What is RACE? The most widely used metrics for tracking energy progress don’t capture the full picture of how power systems interact with the wider economy. The household access rate is irrelevant for firms. The tariff rate may be irrelevant if companies have to rely heavily on backup generators. RACE puts base industrial tariffs together with weighted estimates of backup costs together to give a clearer picture of what firms really pay.
Why does it matter? The cost and reliability of electricity remains a leading constraint on commercial and industrial firms, especially in a highly competitive global marketplace. Firms may benefit when governments artificially force down headline tariffs, but they also bear the costs of unreliability, which can greatly impact the true cost of power.
What the data tells us.
- While tariff rates are highly variable, Sub-Saharan Africa, the Middle East, and South Asia have significantly worse reliability than other regions.

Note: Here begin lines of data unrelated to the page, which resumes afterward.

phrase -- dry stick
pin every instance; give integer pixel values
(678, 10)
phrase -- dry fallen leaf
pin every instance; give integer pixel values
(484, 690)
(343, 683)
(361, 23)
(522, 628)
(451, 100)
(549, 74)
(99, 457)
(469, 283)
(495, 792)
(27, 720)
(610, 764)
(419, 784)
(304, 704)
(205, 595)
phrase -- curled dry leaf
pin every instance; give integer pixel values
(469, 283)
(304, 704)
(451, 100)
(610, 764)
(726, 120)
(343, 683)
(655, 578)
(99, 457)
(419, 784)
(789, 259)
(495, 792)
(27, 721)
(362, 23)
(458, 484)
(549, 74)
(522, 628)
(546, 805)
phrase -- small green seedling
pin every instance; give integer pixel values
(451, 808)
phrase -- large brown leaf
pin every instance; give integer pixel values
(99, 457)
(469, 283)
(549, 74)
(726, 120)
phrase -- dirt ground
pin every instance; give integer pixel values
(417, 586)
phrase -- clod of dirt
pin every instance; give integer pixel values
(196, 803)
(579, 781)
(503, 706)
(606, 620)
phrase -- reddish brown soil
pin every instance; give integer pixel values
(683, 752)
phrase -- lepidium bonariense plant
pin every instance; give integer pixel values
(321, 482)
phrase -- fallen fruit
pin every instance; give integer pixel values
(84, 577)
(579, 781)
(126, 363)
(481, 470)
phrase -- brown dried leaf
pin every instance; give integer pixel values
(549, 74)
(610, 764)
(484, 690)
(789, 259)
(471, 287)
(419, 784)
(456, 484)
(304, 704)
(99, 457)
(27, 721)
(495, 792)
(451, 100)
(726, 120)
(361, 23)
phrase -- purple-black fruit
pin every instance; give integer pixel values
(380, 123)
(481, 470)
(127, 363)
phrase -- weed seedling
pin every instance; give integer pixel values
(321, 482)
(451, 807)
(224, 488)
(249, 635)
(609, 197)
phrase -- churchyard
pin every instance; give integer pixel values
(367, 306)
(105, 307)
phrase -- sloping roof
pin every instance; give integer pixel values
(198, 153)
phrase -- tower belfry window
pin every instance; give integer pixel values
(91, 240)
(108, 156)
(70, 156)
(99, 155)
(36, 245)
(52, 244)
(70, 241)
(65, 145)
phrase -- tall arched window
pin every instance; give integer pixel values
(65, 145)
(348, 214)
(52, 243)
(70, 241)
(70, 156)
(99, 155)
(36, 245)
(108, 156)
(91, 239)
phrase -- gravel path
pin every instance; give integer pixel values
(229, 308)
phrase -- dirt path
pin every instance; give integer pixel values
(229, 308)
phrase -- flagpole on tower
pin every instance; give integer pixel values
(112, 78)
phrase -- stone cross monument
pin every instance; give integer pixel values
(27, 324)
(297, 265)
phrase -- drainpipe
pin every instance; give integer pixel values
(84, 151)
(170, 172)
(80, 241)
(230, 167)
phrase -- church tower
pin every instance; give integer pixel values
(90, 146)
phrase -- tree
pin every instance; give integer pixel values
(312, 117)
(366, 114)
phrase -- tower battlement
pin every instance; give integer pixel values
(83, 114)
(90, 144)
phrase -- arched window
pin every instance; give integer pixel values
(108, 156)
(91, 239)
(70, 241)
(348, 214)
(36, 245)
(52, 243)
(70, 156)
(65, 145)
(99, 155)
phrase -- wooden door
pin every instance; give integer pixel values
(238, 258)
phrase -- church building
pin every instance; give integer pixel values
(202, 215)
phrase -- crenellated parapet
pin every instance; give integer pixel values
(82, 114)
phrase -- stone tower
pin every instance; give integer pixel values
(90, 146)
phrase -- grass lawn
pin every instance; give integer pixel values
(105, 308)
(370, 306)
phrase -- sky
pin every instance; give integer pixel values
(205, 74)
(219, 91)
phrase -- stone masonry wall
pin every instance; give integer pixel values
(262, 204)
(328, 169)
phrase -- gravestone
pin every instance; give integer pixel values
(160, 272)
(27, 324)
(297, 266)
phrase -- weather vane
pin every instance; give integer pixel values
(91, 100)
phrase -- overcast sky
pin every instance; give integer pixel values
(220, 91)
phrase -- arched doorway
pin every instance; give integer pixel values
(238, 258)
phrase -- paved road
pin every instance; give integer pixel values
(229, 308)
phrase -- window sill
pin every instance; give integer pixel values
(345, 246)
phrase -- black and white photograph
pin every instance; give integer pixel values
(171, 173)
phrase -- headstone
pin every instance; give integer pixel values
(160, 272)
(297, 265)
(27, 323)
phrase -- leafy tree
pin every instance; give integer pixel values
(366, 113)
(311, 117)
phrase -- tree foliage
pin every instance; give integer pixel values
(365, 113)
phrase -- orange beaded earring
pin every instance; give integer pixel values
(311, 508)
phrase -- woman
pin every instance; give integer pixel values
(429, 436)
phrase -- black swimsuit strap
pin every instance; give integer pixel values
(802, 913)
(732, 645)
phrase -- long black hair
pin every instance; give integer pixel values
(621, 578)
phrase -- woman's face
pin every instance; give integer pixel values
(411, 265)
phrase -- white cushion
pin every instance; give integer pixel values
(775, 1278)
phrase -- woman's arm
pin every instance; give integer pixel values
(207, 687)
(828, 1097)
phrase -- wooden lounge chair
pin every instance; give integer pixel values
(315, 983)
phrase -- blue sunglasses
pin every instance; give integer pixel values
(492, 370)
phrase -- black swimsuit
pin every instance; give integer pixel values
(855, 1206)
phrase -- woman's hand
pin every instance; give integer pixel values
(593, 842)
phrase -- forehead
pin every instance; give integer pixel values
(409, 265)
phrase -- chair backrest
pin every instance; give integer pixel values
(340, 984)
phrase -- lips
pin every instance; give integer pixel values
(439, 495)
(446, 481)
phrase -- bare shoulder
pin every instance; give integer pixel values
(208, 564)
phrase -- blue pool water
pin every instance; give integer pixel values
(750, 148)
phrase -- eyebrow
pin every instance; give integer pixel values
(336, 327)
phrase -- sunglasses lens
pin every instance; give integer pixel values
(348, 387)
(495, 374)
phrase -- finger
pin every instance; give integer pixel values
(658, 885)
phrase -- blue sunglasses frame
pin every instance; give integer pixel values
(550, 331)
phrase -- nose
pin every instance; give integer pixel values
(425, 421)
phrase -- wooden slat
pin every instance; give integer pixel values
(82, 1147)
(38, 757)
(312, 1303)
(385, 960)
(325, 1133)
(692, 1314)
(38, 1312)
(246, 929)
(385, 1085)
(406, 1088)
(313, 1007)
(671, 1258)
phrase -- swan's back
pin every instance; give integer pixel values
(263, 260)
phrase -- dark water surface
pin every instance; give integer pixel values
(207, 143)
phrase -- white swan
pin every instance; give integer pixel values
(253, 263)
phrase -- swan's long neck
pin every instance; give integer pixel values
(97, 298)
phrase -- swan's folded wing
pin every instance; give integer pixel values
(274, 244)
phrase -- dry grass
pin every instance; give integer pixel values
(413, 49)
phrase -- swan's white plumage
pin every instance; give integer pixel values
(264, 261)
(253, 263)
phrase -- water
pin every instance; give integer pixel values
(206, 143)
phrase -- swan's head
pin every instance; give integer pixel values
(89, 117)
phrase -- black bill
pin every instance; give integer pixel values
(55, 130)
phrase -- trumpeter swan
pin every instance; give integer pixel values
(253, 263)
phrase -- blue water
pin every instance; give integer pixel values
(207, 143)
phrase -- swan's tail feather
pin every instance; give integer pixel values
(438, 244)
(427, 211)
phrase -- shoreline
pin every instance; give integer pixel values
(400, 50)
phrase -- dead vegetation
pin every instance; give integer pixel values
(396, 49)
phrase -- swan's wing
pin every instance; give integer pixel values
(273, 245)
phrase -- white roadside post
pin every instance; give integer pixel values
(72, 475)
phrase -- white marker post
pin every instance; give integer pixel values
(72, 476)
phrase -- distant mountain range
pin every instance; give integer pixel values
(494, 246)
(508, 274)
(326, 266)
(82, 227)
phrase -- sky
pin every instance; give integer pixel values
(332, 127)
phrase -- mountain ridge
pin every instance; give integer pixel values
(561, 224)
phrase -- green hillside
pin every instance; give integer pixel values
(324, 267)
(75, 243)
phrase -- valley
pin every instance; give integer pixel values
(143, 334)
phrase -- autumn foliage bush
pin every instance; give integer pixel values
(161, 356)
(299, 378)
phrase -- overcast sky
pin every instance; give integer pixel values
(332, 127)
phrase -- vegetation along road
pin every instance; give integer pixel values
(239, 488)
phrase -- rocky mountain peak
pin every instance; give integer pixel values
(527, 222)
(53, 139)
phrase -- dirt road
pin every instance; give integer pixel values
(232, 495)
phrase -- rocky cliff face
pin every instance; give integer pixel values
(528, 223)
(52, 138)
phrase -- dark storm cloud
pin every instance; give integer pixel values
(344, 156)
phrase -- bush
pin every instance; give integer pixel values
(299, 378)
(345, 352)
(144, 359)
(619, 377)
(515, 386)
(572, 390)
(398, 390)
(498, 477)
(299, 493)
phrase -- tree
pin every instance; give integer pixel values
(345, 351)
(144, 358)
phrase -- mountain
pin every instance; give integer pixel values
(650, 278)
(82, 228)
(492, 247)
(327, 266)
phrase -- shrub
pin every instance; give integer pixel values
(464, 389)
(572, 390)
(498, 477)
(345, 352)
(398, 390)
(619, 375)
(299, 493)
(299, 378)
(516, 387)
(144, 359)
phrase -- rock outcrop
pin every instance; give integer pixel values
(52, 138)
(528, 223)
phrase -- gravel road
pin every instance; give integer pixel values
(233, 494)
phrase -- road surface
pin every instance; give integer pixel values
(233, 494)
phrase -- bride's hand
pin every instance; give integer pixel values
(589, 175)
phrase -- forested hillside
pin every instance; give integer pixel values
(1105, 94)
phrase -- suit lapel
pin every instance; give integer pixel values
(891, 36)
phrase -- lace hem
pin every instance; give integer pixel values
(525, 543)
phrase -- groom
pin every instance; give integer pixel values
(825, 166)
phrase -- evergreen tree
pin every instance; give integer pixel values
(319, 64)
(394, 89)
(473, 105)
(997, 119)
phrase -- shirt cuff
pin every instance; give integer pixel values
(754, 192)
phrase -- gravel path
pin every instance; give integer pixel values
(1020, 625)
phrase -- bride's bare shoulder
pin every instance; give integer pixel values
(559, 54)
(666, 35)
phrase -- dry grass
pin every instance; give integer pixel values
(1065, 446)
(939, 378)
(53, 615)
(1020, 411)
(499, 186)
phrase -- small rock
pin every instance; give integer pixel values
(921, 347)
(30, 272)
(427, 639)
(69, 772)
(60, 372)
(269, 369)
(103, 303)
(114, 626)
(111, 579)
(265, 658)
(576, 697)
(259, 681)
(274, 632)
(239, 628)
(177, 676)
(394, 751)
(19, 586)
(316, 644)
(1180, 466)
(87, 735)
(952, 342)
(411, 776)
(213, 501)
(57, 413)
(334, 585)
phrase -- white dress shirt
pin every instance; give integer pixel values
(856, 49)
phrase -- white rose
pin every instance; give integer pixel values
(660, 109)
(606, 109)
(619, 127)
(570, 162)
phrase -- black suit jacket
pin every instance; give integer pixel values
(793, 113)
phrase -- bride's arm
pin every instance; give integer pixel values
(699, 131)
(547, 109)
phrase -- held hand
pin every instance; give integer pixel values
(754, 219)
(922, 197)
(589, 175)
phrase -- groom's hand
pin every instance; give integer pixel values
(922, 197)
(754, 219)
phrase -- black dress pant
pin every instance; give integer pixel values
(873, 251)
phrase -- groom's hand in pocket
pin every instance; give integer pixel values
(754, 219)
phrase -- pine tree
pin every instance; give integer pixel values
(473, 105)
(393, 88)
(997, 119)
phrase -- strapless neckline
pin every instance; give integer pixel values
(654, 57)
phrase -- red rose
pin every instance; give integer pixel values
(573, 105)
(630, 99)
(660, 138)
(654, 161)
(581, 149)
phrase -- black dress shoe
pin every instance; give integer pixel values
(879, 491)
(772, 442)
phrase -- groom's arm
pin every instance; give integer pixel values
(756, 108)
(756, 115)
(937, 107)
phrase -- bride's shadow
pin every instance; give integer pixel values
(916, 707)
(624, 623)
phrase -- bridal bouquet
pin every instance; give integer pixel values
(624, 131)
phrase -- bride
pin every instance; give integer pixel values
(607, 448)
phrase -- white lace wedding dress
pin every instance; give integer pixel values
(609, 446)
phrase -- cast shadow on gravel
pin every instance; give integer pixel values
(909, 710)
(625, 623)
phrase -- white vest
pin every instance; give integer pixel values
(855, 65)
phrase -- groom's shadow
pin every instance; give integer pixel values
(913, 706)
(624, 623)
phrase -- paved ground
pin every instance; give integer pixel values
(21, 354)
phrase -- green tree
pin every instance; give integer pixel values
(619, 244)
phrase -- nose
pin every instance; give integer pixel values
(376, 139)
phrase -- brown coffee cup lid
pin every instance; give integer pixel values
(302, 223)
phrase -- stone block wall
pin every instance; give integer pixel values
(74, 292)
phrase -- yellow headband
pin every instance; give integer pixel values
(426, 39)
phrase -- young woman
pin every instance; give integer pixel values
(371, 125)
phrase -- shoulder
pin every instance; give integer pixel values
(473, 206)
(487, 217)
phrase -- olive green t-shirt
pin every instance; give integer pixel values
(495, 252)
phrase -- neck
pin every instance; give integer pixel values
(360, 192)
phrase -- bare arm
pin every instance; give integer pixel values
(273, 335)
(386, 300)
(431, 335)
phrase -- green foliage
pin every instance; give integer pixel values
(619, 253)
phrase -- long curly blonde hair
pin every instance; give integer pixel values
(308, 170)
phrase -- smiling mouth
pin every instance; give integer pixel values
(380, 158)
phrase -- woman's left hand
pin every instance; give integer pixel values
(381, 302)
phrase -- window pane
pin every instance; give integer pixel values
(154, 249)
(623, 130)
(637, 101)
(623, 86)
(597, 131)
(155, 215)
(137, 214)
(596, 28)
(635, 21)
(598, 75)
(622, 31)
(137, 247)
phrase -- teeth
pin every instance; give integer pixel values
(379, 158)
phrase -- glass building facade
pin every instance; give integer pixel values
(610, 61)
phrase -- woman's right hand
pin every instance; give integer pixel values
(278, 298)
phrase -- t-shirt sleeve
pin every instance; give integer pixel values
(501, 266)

- To compensate for outages, firms in Sub-Saharan Africa pay on average $0.06/kWh more than the utility tariff rate would suggest, an increase of over 33%.
- In practice, firms in the region pay an average of $0.22/kWh for reliable electricity, nearly twice that of the United States and Europe, and higher than any other region in the world.
So what? With comparative RACE data, we can:
- Better understand and quantify the barriers facing firms around the world.
- Highlight how damaging unreliable power systems are for countries hoping to industrialize and compete.
- Help countries set benchmarks and goals for both lowering energy costs and improving reliability.
- Track a metric closely aligned with employment and other long-term development objectives.
The bottom line: In order to properly reach ambitious global goals such as SDG7 for “access to affordable, reliable, sustainable and modern energy for all,” we need to track metrics that encompass these ideals. Our pilot RACE data helps to partially fill this gap.